What is the C++ way to do this instead of using function pointers?

Question

I am working on a part of a program that applies different types of filters onto an already read data part of a bitmap image. The method in question gets the data stored in a 2-dim std::vector and furthermore a pointer to the function in which the filter is applied as arguments. By that we can generically apply different filters by using this method. My question is, are function pointers the only way to achieve this, or does C++ offer a more beautiful and more readable solution to achieve it?

This is the method this question is about. Second argument is the function pointer that is used to access the function in the if/else statement inside the for loops.

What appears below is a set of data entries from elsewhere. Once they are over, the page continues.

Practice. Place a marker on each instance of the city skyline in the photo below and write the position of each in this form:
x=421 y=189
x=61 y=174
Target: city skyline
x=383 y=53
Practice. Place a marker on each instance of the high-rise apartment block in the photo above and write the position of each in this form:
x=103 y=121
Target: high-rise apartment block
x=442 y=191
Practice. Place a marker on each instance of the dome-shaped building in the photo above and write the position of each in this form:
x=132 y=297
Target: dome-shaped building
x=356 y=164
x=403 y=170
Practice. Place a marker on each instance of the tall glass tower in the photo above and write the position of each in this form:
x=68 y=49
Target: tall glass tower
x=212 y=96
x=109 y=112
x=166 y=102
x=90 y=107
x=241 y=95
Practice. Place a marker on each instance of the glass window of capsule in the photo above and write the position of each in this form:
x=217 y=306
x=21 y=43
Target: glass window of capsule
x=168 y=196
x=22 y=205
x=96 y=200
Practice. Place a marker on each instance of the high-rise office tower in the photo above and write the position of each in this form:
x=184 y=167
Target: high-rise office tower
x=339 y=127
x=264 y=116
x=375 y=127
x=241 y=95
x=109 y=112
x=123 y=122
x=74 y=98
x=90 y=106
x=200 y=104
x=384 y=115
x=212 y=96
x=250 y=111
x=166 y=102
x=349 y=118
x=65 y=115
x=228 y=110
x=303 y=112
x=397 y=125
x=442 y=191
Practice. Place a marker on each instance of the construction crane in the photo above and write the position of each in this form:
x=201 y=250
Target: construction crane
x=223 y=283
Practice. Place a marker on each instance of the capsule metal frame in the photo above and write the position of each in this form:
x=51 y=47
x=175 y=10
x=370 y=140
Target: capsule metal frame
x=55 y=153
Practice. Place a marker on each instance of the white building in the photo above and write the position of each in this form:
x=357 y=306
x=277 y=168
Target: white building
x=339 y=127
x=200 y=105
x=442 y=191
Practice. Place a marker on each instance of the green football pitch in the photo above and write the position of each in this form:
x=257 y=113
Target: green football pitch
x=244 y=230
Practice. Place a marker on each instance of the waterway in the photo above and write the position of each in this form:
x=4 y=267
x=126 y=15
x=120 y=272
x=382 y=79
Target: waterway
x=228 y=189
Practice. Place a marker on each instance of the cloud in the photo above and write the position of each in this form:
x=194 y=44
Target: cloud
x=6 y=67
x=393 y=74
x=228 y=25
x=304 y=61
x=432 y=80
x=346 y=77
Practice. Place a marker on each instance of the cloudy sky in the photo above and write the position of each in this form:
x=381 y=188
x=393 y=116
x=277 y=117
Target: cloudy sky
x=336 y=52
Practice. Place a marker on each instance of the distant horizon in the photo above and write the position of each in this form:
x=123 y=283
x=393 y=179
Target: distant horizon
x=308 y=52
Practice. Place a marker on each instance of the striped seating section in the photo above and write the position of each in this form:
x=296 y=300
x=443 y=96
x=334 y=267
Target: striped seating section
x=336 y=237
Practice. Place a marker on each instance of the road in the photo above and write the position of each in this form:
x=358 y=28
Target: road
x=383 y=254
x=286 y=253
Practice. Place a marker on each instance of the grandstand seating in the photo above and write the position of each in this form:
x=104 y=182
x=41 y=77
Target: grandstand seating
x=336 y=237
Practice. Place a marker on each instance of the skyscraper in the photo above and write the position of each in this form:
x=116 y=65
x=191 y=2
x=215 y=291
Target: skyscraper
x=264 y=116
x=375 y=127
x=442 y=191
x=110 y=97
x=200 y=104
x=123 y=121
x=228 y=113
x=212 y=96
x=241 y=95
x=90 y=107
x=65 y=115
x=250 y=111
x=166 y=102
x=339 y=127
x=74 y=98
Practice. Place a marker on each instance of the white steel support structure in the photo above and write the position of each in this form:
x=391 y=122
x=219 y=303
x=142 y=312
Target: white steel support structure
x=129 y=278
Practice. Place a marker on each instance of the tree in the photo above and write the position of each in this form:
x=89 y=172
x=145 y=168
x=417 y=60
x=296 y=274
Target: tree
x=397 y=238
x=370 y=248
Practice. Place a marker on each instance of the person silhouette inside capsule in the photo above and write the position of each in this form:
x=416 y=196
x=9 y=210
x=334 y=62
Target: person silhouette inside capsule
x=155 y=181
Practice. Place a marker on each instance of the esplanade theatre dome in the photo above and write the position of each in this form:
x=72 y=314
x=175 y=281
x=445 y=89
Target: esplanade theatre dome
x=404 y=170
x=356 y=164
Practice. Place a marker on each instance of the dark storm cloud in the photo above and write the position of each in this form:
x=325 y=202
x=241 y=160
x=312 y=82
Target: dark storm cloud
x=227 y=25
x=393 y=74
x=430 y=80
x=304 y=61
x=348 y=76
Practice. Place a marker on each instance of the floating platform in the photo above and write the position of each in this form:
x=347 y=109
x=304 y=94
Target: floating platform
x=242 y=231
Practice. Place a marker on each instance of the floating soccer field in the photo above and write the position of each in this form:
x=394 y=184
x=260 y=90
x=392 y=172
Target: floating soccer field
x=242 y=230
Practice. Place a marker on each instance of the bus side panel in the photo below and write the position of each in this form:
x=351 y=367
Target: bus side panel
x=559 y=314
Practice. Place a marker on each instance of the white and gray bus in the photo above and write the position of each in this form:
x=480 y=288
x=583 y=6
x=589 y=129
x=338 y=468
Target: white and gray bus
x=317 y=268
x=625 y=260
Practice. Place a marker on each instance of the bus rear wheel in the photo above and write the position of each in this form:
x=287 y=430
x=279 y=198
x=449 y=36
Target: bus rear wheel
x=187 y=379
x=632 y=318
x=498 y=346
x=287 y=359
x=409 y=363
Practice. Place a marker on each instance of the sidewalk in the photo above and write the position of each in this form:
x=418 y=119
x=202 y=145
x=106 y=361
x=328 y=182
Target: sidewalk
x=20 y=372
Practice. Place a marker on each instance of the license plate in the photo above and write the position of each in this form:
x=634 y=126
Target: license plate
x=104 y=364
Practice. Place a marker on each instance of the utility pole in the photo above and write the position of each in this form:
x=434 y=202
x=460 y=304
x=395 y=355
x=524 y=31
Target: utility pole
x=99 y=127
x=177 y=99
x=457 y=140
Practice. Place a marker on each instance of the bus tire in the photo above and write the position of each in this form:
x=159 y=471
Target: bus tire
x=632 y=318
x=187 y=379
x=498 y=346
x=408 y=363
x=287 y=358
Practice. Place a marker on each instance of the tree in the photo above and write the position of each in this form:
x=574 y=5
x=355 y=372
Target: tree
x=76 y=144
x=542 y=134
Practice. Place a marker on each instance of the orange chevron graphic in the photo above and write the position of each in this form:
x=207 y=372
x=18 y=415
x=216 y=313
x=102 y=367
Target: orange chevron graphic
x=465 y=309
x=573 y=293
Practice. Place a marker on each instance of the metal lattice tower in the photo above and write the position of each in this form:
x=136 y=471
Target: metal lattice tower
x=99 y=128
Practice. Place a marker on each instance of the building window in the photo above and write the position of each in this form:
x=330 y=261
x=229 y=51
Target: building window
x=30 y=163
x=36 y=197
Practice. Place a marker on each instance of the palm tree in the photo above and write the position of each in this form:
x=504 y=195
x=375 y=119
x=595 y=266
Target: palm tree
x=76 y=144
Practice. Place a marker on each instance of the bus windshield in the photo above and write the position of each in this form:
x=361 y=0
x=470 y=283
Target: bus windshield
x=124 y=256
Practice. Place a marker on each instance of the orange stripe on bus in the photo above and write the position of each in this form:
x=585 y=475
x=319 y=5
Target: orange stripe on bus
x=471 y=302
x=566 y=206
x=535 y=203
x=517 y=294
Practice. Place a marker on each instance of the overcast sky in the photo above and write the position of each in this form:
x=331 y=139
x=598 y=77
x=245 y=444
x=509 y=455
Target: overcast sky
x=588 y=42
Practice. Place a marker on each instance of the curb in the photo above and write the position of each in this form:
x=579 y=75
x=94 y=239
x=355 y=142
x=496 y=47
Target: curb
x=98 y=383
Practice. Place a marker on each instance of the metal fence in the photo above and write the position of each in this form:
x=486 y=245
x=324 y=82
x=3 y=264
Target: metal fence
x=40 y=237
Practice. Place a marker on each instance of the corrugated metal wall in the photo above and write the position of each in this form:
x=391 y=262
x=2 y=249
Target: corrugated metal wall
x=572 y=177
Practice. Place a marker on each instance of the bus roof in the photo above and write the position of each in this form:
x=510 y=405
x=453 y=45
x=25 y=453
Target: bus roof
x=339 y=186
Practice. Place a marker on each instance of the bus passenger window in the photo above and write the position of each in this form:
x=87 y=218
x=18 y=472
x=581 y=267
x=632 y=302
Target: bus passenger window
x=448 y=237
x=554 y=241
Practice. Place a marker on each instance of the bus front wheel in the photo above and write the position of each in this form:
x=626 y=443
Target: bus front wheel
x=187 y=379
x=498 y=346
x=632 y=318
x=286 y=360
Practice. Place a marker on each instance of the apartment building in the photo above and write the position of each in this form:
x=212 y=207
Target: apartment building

void SteganoMessage::genFilter(std::vector<std::vector<uint32_t>> *d, uint32_t (*f)(uint32_t, size_t)){
    int count = 0;
    int pixel = getPixel();
    for(auto itOuter = d->begin(); itOuter != d->end(); ++itOuter){
        for(auto itInner = itOuter->begin(); itInner != itOuter->end(); ++itInner){
            if(mode == true)
                *itInner = f(*itInner, sizeof(*itInner));
            else
                *itInner = f(*itInner, this->getImage()->getBitmapHeader()->getBitCount()/8);
            displayProgress(count, pixel);
        }
    }
    displayProgress(0);
}

Call of genFilter function:

//...
{
    genFilter(data, substB);
}
//...

While substB is a function of course.

Would be very thankful for a hint that leads me into the right direction where I could research or a code snippet that shows a possible more C++ like way to do it.

Answer 1

Type-preserving

The usual way to pass a function (or things that can be INVOKEd) in C++ is by using a template parameter:

// version #1
template <typename F>
void func(F f)
{
    static_assert(std::is_invocable_v<F, std::uint32_t, std::size_t>);

    // instead of f(*itInner, sizeof(*itInner))
    std::invoke(f, *itInner, sizeof(*itInner));
}

You can also use SFINAE to prevent postponing the error to instantiation time. This also enables overloading:

// version #2
template <typename F>
std::enable_if_t<std::is_invocable_v<F, std::uint32_t, std::size_t>>
    func(F f)
{
    // no need to static_assert here
    std::invoke(f, *itInner, sizeof(*itInner));
}

Since C++20, we can use concepts:

// version #3
template <std::Invocable<std::uint32_t, std::size_t> F>
void func(F f)
{
    // same as above
}

Which can be simplified further, using an abbreviated function template, to:

// version #4
void func(std::Invocable<std::uint32_t, std::size_t> auto f)
{
    // same as above
}

(This is still a function template rather than an ordinary function. It is equivalent to version #3.)

Type-erasing

You can also use std::function for type erasure:

// version #5
void func(std::function<void(std::uint32_t, std::size_t)> f)
{
    // ...
    f(*itInner, sizeof(*itInner));
}

Compared to the type-preserving alternatives (versions #1–4), this approach may reduce code bloat, but may incur runtime overhead for virtual function calling.